When creating software, you’re often forced to choose between making existing functionality better or adding more functionality. A related dilemma is between making it what I call broader versus deeper, where breadth is the amount of user interface “stuff” (dialogs, controls, windows, etc) and depth is the value of each element. The most obvious way to add functionality is by adding UI stuff, but as Alan Cooper pointed out “No matter how beautiful, no matter how cool your interface, it would be better if there were less of it”.

Here are some characteristics of depth versus breadth:

Depth is often discovered by guessing, reading, or just using without thinking. It’s easy to look at the Microsoft Calculator and know what it can do but you need to stumble upon the Google calculator to know it even exists. Do you use the Google toolbar? If so, do you know that you can press Alt+Enter to do an “I Feel Lucky” search? I bet not since there doesn’t seem to be any UI stuff about this at all.

Making it faster is adding depth. If you make it fast enough that it appears instantaneous you can remove UI stuff such as progress bars or “please wait” messages. Speed has the typical characteristic of depth that it’s hard to do and requires a high threshold of brain power.

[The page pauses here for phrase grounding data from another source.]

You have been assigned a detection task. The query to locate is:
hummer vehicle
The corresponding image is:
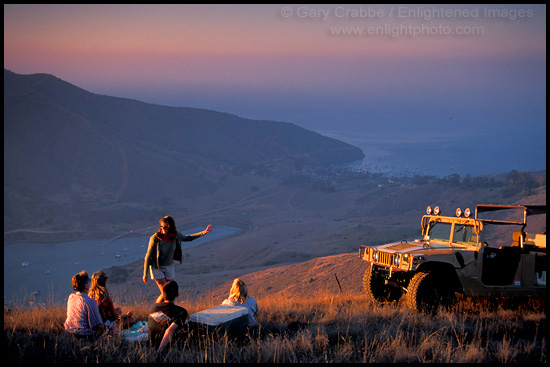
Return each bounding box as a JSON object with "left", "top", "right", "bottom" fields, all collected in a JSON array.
[{"left": 359, "top": 204, "right": 546, "bottom": 312}]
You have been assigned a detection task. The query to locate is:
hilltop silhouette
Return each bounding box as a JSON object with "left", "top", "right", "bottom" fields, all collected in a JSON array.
[{"left": 4, "top": 69, "right": 363, "bottom": 237}]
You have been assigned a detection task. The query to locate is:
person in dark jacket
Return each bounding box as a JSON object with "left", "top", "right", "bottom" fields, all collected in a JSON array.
[{"left": 143, "top": 216, "right": 212, "bottom": 302}]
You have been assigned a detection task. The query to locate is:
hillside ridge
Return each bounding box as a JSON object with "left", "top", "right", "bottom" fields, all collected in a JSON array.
[{"left": 4, "top": 69, "right": 364, "bottom": 237}]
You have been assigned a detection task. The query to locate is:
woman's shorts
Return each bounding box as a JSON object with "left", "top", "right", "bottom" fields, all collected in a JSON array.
[{"left": 149, "top": 264, "right": 175, "bottom": 281}]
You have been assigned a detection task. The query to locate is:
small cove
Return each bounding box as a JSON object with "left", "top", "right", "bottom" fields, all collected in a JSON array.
[{"left": 3, "top": 226, "right": 241, "bottom": 303}]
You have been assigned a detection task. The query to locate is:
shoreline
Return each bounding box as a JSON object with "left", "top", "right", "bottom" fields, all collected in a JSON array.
[
  {"left": 4, "top": 226, "right": 241, "bottom": 302},
  {"left": 3, "top": 229, "right": 151, "bottom": 246}
]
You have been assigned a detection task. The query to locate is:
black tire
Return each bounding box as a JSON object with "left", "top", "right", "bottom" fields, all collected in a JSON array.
[
  {"left": 362, "top": 265, "right": 402, "bottom": 304},
  {"left": 406, "top": 271, "right": 455, "bottom": 313}
]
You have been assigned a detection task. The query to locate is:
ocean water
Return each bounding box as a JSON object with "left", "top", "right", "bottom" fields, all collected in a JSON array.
[
  {"left": 3, "top": 226, "right": 241, "bottom": 303},
  {"left": 318, "top": 126, "right": 546, "bottom": 177}
]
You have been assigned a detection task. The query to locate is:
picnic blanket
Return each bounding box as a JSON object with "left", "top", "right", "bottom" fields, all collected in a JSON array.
[{"left": 120, "top": 321, "right": 148, "bottom": 342}]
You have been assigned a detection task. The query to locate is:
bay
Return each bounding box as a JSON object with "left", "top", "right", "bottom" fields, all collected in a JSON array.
[{"left": 3, "top": 226, "right": 240, "bottom": 303}]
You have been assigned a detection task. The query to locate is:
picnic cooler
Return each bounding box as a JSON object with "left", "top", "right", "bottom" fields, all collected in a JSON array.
[{"left": 188, "top": 304, "right": 248, "bottom": 335}]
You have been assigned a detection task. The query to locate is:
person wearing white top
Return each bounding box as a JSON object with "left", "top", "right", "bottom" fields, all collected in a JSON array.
[{"left": 221, "top": 278, "right": 258, "bottom": 326}]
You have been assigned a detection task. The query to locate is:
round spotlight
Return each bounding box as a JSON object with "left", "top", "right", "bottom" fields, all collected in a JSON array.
[
  {"left": 456, "top": 208, "right": 462, "bottom": 217},
  {"left": 434, "top": 206, "right": 441, "bottom": 215},
  {"left": 426, "top": 206, "right": 432, "bottom": 215},
  {"left": 464, "top": 208, "right": 471, "bottom": 218}
]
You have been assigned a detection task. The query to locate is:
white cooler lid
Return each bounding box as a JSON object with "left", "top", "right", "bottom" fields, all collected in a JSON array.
[{"left": 189, "top": 304, "right": 248, "bottom": 326}]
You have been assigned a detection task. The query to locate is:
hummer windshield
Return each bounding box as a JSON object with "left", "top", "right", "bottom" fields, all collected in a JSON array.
[
  {"left": 426, "top": 221, "right": 478, "bottom": 245},
  {"left": 453, "top": 224, "right": 478, "bottom": 245},
  {"left": 427, "top": 222, "right": 452, "bottom": 242}
]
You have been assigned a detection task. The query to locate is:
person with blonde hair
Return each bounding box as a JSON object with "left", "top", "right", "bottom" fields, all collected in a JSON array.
[
  {"left": 89, "top": 270, "right": 136, "bottom": 330},
  {"left": 222, "top": 278, "right": 258, "bottom": 326}
]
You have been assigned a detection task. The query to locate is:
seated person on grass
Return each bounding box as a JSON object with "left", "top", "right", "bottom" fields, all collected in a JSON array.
[
  {"left": 148, "top": 280, "right": 188, "bottom": 353},
  {"left": 222, "top": 278, "right": 258, "bottom": 326},
  {"left": 89, "top": 270, "right": 137, "bottom": 331},
  {"left": 64, "top": 270, "right": 104, "bottom": 339}
]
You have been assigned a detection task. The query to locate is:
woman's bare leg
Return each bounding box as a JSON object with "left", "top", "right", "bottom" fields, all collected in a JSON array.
[{"left": 154, "top": 278, "right": 166, "bottom": 303}]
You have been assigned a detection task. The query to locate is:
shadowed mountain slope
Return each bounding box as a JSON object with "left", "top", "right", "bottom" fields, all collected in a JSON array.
[{"left": 4, "top": 69, "right": 363, "bottom": 233}]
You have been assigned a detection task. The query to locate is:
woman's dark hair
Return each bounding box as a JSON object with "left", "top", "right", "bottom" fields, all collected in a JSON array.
[
  {"left": 72, "top": 270, "right": 89, "bottom": 292},
  {"left": 156, "top": 215, "right": 177, "bottom": 239}
]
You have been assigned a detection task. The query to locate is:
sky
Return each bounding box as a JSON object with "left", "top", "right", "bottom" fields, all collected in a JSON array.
[{"left": 4, "top": 4, "right": 547, "bottom": 176}]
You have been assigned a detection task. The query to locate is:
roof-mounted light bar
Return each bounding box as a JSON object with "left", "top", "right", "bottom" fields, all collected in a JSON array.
[
  {"left": 456, "top": 207, "right": 472, "bottom": 217},
  {"left": 427, "top": 206, "right": 441, "bottom": 215}
]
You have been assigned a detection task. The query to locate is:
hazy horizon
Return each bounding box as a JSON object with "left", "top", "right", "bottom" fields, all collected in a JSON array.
[{"left": 4, "top": 4, "right": 546, "bottom": 176}]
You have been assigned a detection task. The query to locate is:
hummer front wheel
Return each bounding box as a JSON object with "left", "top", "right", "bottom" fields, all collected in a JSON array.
[
  {"left": 406, "top": 271, "right": 454, "bottom": 313},
  {"left": 363, "top": 265, "right": 402, "bottom": 304}
]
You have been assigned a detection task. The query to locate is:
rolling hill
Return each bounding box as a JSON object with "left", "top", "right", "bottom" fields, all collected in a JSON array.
[
  {"left": 4, "top": 69, "right": 545, "bottom": 306},
  {"left": 4, "top": 69, "right": 363, "bottom": 237}
]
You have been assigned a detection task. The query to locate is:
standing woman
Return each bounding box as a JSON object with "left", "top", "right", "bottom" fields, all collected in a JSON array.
[{"left": 143, "top": 216, "right": 212, "bottom": 303}]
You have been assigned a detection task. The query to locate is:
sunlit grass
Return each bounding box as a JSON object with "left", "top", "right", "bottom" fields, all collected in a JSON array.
[{"left": 4, "top": 290, "right": 545, "bottom": 363}]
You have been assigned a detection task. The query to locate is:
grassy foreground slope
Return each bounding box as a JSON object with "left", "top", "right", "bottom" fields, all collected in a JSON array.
[{"left": 4, "top": 251, "right": 546, "bottom": 363}]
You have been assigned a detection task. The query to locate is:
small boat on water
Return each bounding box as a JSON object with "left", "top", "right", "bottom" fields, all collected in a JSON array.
[
  {"left": 115, "top": 254, "right": 121, "bottom": 258},
  {"left": 32, "top": 291, "right": 41, "bottom": 296},
  {"left": 22, "top": 262, "right": 30, "bottom": 267},
  {"left": 44, "top": 270, "right": 51, "bottom": 275}
]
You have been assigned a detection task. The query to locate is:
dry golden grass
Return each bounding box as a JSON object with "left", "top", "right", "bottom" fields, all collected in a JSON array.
[{"left": 4, "top": 289, "right": 545, "bottom": 363}]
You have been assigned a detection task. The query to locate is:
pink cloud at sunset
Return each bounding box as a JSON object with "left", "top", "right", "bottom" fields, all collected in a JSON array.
[
  {"left": 4, "top": 4, "right": 546, "bottom": 176},
  {"left": 5, "top": 5, "right": 545, "bottom": 66}
]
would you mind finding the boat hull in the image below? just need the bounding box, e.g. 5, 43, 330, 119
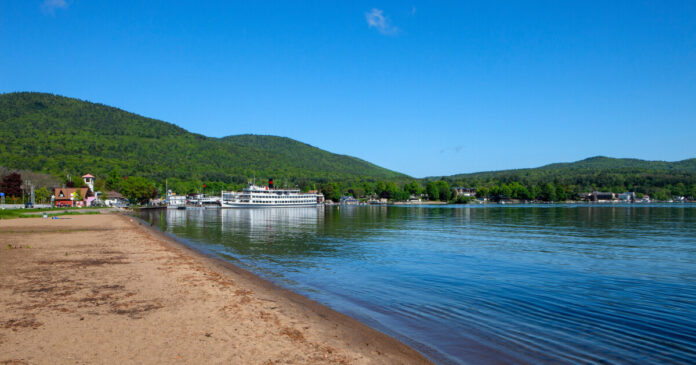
221, 202, 322, 208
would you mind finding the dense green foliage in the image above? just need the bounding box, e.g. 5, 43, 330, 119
34, 187, 52, 203
439, 156, 696, 201
316, 180, 422, 202
2, 92, 694, 202
119, 176, 158, 204
426, 181, 453, 202
0, 92, 407, 194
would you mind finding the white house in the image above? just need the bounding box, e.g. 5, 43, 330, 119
454, 187, 477, 197
104, 190, 128, 207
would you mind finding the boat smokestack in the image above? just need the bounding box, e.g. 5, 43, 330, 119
269, 178, 274, 189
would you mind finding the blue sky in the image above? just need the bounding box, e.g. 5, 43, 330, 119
1, 1, 695, 177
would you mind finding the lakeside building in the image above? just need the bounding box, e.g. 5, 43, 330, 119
340, 195, 360, 205
408, 195, 422, 203
53, 187, 94, 207
587, 192, 617, 202
618, 192, 636, 202
49, 173, 106, 207
453, 187, 477, 197
104, 191, 128, 207
582, 191, 649, 203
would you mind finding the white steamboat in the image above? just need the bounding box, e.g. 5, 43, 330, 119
221, 182, 323, 208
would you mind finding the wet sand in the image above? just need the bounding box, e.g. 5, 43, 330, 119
0, 214, 431, 364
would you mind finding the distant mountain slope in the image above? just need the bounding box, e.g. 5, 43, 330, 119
442, 156, 696, 195
221, 134, 398, 180
535, 156, 696, 172
447, 156, 696, 180
0, 92, 407, 183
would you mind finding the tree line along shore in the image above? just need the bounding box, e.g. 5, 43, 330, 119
1, 166, 694, 207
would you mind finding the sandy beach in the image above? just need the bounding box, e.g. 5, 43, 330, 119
0, 213, 430, 364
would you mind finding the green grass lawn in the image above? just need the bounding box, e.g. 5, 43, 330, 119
0, 209, 102, 220
2, 206, 106, 213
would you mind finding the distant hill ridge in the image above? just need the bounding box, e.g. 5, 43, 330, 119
541, 156, 696, 171
446, 156, 696, 180
441, 156, 695, 200
0, 92, 408, 184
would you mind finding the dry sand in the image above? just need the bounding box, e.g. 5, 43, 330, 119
0, 213, 431, 364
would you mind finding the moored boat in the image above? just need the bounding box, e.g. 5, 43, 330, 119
188, 194, 221, 209
221, 180, 323, 208
167, 194, 187, 209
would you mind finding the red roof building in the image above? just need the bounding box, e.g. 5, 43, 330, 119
54, 187, 93, 207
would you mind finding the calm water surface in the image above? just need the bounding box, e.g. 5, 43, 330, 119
141, 205, 696, 364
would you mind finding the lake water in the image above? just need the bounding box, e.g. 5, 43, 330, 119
141, 204, 696, 364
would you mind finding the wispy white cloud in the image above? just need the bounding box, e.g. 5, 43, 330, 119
41, 0, 69, 15
365, 8, 398, 35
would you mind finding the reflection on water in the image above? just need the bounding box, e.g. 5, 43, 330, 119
164, 206, 320, 231
221, 207, 321, 239
142, 205, 696, 364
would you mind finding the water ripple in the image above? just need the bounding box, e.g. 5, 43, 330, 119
143, 205, 696, 364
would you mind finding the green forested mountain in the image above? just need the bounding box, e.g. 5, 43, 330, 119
447, 156, 696, 181
0, 92, 407, 190
441, 156, 696, 200
1, 92, 694, 201
530, 156, 696, 172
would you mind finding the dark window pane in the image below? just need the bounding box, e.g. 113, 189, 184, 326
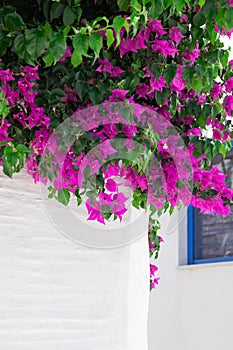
193, 150, 233, 261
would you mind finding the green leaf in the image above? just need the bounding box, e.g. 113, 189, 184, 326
203, 0, 218, 20
155, 88, 169, 105
4, 13, 25, 32
117, 0, 130, 11
224, 7, 233, 30
16, 144, 30, 153
73, 33, 89, 56
219, 144, 226, 158
88, 87, 101, 105
199, 0, 205, 7
57, 188, 70, 206
193, 11, 206, 26
113, 16, 126, 47
63, 6, 76, 26
164, 65, 177, 85
130, 0, 141, 12
150, 62, 162, 79
43, 50, 54, 67
89, 33, 103, 62
49, 32, 66, 63
14, 34, 34, 65
182, 66, 195, 86
49, 88, 66, 104
6, 152, 18, 167
75, 80, 88, 101
71, 50, 82, 67
50, 2, 65, 22
174, 0, 185, 12
0, 30, 12, 57
150, 0, 164, 18
25, 28, 46, 60
0, 6, 15, 17
4, 146, 13, 155
2, 157, 13, 178
106, 28, 115, 49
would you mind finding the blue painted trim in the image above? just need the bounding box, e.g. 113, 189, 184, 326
192, 256, 233, 264
187, 205, 233, 265
187, 205, 194, 264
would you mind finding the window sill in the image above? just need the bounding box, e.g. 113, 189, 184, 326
178, 260, 233, 270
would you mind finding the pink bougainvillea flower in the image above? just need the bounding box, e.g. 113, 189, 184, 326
135, 83, 150, 98
213, 129, 222, 140
210, 83, 222, 100
197, 94, 207, 105
140, 28, 151, 41
0, 119, 12, 142
23, 66, 39, 80
86, 200, 105, 224
150, 264, 158, 278
110, 65, 124, 77
26, 156, 40, 183
58, 46, 72, 62
27, 106, 50, 129
13, 111, 26, 128
99, 192, 113, 206
223, 95, 233, 116
166, 40, 179, 57
18, 78, 34, 94
0, 69, 14, 84
25, 90, 38, 104
151, 277, 160, 289
169, 26, 185, 45
185, 128, 201, 137
133, 33, 148, 50
180, 14, 188, 22
150, 76, 166, 92
118, 37, 137, 57
122, 123, 137, 139
96, 58, 124, 77
89, 159, 101, 175
136, 173, 148, 192
109, 88, 129, 102
152, 40, 178, 58
93, 124, 118, 141
96, 58, 113, 74
152, 39, 169, 55
1, 85, 19, 106
183, 115, 195, 126
170, 67, 186, 92
31, 128, 52, 156
224, 77, 233, 93
229, 60, 233, 69
61, 85, 78, 103
182, 46, 200, 65
106, 178, 118, 192
148, 19, 166, 37
98, 139, 116, 158
103, 162, 120, 178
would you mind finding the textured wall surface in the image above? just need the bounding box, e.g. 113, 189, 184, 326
148, 210, 233, 350
0, 170, 149, 350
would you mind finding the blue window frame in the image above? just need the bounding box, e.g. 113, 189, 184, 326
188, 148, 233, 265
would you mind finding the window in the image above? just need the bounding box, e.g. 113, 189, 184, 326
188, 148, 233, 264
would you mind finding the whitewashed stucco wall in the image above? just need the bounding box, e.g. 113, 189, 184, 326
148, 210, 233, 350
0, 170, 149, 350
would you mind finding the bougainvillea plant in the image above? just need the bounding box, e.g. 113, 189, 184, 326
0, 0, 233, 291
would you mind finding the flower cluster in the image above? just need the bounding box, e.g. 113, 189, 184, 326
1, 0, 233, 292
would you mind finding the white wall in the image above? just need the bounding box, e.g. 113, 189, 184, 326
148, 210, 233, 350
0, 170, 149, 350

Depth is hard. In meetings, breadth is characterized by comments such as “it could do this too” or “some customer requested this option also”. Depth is characterized by someone saying “but is that possible?” It’s more straightforward to add breadth to an existing deep product than depth to an existing broad product since you’re always running out of room as the UI elements fill up the space available.

Adding subtle behavior is adding depth. Overlays, modeless feedback, or auto-completion algorithms are deep. They won’t show up on a feature comparison chart on the back of a box and will largely go unnoticed by the user. Depth is hard to describe and market since you can’t see it; you experience it, or more often the lack of it.

Insufficient depth causes many forms of frustration. Insufficient depth costs users time whereas adding depth costs developers time. Lack of depth causes many different forms of frustration: slow, buggy, intolerant of user errors, difficult to use. Lack of functionality causes only one form of frustration: “it doesn’t do what I need!”

Breadth is good when going after vertical markets. Specific markets have specific needs and care more about meeting those needs than meeting them in the most optimal (expensive) way possible. Depth is good for universal problems. Businesses lean towards breadth because it’s easier to calculate how it affects their potential market and requires less thinking. Depth leads to fandom. Breadth can lead to lock-in if you cover enough area at once.

Another Example

Here’s some of the UI for finding text in Microsoft Word 2007:

It’s wide and it also has some deep features such as “Find all word forms” and “Sounds like”. I don’t use any of these and you don’t either but it doesn’t bother me that they’re there. Microsoft obviously spent an enormous amount of money developing this and presumably some of their customers find these options useful.

But having this dialog doesn’t substitute for a quick way to jump to some text with minimal effort. Something like that would have the deep features of providing early-as-possible feedback, clear-as-possible results, and minimal user input. HandyFind is my attempt to do just that. It has virtually no UI stuff but it has deep features such as animation, interactivity, and multiple application support.


As a user and a sympathetic software developer I lean towards depth even if it means accepting that a particular version of software can’t do everything I want.